I have a dataset containing two numeric variables. I want to find every possible combination of pairs of these variables.
Note that I am not asking for all possible combinations of the two variables (eg. I could find this by performing a cross join). I want all possible combinations of each pair. For example, if the two variables just had 3 values each (1,2,3), I'd want something like the following:
Combination1 = 1&1 2&2 3&3
Combination2 = 1&1 2&3 3&2
Combination3 = 1&2 2&3 3&1
etc
I tried using proc transpose to create a matrix but couldn't think of a way to systematically move through the matrix recording each combination.
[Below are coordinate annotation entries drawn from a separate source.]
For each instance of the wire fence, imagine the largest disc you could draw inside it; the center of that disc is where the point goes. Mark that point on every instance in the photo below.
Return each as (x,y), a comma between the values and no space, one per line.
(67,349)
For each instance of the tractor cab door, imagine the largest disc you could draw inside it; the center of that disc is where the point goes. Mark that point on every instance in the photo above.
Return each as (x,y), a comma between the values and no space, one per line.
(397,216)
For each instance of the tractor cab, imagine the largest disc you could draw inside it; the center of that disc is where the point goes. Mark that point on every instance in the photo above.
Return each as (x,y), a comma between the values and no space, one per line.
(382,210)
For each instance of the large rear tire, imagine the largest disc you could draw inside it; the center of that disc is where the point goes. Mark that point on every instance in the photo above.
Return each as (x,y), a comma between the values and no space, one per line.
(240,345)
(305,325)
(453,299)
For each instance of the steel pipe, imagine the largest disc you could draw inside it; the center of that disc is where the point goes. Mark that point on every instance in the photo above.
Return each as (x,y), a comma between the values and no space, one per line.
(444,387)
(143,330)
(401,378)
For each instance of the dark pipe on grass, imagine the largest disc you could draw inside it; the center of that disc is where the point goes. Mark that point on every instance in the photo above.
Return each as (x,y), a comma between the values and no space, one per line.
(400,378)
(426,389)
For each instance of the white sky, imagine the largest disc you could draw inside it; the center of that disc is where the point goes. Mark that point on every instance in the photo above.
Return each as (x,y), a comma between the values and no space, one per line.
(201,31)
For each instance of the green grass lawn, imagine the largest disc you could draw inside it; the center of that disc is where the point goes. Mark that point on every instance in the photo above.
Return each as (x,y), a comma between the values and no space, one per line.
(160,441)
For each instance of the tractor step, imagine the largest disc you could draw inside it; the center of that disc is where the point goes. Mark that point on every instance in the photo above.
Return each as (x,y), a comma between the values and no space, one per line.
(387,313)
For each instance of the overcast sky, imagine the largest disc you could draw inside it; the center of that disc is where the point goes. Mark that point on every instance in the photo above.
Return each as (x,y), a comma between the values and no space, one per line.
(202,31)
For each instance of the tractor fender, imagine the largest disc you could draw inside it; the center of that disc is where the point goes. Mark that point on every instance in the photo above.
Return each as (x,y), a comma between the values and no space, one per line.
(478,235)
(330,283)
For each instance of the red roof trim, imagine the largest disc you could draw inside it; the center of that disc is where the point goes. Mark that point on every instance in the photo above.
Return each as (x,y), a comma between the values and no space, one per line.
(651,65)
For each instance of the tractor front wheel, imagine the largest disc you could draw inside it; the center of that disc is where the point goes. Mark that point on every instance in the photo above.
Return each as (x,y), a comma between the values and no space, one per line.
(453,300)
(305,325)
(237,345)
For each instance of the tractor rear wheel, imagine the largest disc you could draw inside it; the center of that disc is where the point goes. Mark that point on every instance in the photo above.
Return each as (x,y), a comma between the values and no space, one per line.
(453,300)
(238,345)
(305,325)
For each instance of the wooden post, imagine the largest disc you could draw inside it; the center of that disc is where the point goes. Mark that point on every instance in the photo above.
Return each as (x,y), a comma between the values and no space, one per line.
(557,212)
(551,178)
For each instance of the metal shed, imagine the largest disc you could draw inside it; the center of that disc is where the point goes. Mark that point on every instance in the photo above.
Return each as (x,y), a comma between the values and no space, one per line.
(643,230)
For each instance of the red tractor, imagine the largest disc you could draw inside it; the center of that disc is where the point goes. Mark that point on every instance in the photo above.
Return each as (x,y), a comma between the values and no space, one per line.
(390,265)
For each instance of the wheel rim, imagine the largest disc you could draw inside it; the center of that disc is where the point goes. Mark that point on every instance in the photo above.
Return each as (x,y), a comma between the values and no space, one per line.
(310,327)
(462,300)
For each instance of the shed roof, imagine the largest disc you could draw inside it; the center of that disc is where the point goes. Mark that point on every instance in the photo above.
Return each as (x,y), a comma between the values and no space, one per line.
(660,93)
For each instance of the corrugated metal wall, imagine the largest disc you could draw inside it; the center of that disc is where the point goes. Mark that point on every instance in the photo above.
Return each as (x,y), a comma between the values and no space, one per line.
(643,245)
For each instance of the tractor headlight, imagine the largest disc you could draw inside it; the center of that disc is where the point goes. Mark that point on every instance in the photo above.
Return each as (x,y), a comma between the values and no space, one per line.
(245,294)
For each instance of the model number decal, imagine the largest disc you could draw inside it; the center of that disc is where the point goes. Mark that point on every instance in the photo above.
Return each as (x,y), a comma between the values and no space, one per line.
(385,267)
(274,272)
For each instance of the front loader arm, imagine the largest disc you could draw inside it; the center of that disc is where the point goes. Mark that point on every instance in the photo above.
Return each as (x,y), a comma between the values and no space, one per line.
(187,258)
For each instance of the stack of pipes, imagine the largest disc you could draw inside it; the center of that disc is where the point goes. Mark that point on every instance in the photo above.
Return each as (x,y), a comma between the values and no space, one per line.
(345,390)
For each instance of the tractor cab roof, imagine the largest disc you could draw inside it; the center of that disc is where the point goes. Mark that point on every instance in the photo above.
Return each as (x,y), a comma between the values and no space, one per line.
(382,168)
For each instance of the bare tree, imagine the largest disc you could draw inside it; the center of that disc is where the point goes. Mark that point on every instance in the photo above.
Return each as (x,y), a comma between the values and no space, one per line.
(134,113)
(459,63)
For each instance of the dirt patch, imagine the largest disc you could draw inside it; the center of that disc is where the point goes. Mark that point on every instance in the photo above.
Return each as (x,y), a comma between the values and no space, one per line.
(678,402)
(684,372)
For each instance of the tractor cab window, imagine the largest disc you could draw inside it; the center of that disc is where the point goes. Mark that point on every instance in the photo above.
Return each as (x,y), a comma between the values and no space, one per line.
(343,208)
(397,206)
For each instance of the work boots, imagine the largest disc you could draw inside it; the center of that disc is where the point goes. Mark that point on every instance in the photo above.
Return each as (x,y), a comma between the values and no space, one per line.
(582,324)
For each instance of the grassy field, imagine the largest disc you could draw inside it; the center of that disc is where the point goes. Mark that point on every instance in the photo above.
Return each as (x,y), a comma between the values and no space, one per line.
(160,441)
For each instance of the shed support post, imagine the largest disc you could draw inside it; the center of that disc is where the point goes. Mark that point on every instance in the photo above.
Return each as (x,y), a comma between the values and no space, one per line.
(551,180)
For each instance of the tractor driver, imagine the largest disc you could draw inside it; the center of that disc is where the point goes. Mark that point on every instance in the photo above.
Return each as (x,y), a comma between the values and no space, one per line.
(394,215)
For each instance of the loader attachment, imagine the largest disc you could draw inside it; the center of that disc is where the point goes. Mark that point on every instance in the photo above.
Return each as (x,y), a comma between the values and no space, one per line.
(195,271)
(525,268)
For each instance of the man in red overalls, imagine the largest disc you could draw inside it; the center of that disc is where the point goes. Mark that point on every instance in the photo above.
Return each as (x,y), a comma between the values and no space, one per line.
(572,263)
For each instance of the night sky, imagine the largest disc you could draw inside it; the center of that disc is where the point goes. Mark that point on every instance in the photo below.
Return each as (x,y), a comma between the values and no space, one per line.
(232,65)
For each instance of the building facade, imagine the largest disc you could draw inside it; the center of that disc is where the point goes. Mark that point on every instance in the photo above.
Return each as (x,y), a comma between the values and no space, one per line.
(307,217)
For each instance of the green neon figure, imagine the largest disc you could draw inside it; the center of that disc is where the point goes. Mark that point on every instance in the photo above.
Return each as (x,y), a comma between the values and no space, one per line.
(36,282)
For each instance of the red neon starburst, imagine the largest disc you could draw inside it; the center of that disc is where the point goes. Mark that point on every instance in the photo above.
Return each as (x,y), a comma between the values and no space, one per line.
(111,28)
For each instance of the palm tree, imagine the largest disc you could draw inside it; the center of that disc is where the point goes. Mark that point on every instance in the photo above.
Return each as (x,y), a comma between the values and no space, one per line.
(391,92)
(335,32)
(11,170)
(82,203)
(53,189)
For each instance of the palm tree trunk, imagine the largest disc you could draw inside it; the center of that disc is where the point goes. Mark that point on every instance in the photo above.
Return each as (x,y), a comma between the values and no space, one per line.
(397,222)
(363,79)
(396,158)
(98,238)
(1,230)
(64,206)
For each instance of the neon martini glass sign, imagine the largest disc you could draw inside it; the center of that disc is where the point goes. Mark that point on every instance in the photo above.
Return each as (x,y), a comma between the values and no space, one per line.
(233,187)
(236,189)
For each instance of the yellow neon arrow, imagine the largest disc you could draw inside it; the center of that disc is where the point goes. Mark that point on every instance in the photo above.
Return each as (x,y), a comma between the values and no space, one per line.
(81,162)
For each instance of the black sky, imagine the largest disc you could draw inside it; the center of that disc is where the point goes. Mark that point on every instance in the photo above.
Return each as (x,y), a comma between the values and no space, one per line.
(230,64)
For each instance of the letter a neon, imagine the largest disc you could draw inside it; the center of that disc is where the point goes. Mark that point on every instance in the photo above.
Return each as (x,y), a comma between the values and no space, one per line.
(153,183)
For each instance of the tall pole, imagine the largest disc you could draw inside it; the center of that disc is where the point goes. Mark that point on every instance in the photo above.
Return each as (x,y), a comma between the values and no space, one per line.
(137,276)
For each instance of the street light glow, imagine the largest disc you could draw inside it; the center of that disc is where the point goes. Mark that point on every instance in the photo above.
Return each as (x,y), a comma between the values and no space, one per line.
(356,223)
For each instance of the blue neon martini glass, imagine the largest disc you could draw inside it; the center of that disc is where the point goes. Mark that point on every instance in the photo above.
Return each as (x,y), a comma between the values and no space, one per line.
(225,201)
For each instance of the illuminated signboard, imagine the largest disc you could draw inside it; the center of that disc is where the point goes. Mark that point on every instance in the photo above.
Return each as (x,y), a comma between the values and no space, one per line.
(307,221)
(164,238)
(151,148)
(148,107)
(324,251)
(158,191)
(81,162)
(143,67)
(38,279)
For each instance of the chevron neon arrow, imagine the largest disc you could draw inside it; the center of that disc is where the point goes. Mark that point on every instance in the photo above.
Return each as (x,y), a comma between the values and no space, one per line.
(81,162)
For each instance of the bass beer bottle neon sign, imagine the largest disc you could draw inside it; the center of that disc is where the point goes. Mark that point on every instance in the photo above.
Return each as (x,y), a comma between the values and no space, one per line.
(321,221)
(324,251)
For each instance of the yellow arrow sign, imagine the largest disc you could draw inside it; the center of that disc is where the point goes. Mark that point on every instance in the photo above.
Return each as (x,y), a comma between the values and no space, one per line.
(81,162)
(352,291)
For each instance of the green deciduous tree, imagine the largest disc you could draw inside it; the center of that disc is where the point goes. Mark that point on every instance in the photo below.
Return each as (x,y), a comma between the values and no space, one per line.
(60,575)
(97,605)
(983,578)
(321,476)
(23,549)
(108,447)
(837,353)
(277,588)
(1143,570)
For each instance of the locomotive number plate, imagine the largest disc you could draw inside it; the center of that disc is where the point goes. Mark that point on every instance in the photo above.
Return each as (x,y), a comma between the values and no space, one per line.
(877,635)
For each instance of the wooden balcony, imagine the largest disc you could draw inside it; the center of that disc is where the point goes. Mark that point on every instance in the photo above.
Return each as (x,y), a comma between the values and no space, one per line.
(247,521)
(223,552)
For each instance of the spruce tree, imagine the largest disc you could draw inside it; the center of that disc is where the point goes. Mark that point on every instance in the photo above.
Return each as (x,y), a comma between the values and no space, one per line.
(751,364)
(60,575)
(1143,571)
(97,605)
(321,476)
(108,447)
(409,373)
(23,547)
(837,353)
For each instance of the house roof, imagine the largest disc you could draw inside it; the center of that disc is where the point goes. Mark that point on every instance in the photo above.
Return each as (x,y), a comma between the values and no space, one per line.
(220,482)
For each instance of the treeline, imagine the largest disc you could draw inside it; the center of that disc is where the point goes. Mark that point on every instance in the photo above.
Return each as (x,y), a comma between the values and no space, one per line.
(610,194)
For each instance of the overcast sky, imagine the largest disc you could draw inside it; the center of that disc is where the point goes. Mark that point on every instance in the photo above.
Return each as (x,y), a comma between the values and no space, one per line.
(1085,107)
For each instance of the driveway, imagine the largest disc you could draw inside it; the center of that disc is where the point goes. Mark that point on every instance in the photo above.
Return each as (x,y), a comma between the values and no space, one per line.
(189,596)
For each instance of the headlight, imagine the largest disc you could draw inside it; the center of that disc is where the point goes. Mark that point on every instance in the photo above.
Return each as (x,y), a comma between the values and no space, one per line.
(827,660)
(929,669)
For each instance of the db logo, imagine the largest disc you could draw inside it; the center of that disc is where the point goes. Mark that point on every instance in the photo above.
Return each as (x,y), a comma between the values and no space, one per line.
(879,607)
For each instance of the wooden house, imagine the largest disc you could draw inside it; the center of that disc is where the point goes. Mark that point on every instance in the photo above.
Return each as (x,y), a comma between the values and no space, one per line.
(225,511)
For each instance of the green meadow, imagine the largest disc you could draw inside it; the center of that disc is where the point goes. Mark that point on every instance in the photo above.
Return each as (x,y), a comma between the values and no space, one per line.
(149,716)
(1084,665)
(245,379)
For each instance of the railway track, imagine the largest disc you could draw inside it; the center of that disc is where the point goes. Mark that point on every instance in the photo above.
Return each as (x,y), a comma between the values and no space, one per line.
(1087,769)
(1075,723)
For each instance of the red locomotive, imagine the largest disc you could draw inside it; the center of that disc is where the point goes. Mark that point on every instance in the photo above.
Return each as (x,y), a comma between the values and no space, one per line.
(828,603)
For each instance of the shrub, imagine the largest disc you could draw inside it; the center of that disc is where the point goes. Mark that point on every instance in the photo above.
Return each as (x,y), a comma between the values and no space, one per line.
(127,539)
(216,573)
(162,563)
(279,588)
Feels like it's solvable using a 2 dimensional array but I can't quite come up with the solution!
Thanks for your help.
Hello @Joe_O and welcome to the SAS Support Communities!
Try this:
/* Create sample data for demonstration */
data have;
do x=1 to 4;
y=x; output;
end;
run;
/* Determine number of observations in HAVE */
data _null_;
call symputx('n',n);
stop;
set have nobs=n;
run;
/* Create the combinations of pairs */
data want(keep=comb x y);
length comb 8;
array _x[&n] _temporary_;
array _y[&n] _temporary_;
set have end=last;
_x[_n_]=x;
_y[_n_]=y;
if last;
do comb=1 to fact(&n);
_c=allperm(comb, of _y[*]);
do _i=1 to &n;
x=_x[_i]; y=_y[_i]; output;
end;
end;
run;
The result can be reported in a wide structure if needed:
data _null_;
length combpairs $25; /* adapt length appropriately */
do until(last.comb);
set want;
by comb;
combpairs=catx(' ',combpairs,cats('(',x,',',y,')'));
end;
put comb 3. +2 combpairs;
run;
Result:
1 (1,1) (2,2) (3,3) (4,4) 2 (1,1) (2,2) (3,4) (4,3) 3 (1,1) (2,4) (3,2) (4,3) 4 (1,4) (2,1) (3,2) (4,3) 5 (1,4) (2,1) (3,3) (4,2) ... 24 (1,2) (2,1) (3,3) (4,4)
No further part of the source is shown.